The key points at a glance
- Around 95 percent of mistakes stem from four fears.
- Fear narrows perception and becomes self-fulfilling.
- Discipline comes from the absence of threat, not from gritting your teeth.
Deep dive
Where the fear comes from: projection, not the market
Fear is learned, not innate, and therefore changeable. Through the power of association your mind links the outside world to stored pain. The boy who was bitten fears every dog, even the friendly one.
After two or three losers the next valid setup feels threatening because your head links it to the pain. The guiding question: am I perceiving what the market is offering, or what my head is reflecting back?

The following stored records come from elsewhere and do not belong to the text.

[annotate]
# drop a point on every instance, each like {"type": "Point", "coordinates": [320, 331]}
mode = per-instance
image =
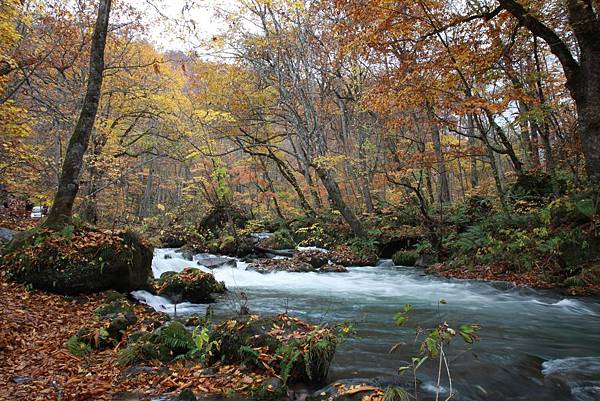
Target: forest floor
{"type": "Point", "coordinates": [537, 277]}
{"type": "Point", "coordinates": [36, 365]}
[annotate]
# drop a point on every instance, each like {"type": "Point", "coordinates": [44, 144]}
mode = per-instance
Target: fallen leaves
{"type": "Point", "coordinates": [33, 330]}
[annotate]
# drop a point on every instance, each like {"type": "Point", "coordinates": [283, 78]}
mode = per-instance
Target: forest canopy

Why you do not need courage
Anyone who needs courage or self-control already has an inner conflict, and every struggle drains energy from the flow. Once you accept the risk like the pros do, you no longer perceive anything as threatening.
Mark Weinstein says the greatest traders fear the market the most. That is respect for the risk, not paralysing fear. When a trader says I hope or I wish, fear has already taken over.
Match your mistake to the right fear
Self-diagnosis only works if you know the typical mistake behind each fear. Usually one or two fears dominate your behaviour.
- Fear of being wrong: no risk defined, loss not realised.
- Fear of losing money: stop too tight, hesitation, no entry.
- Fear of missing out: FOMO, entering too early, jumping the gun.
- Fear of giving back profit: winners closed far too early.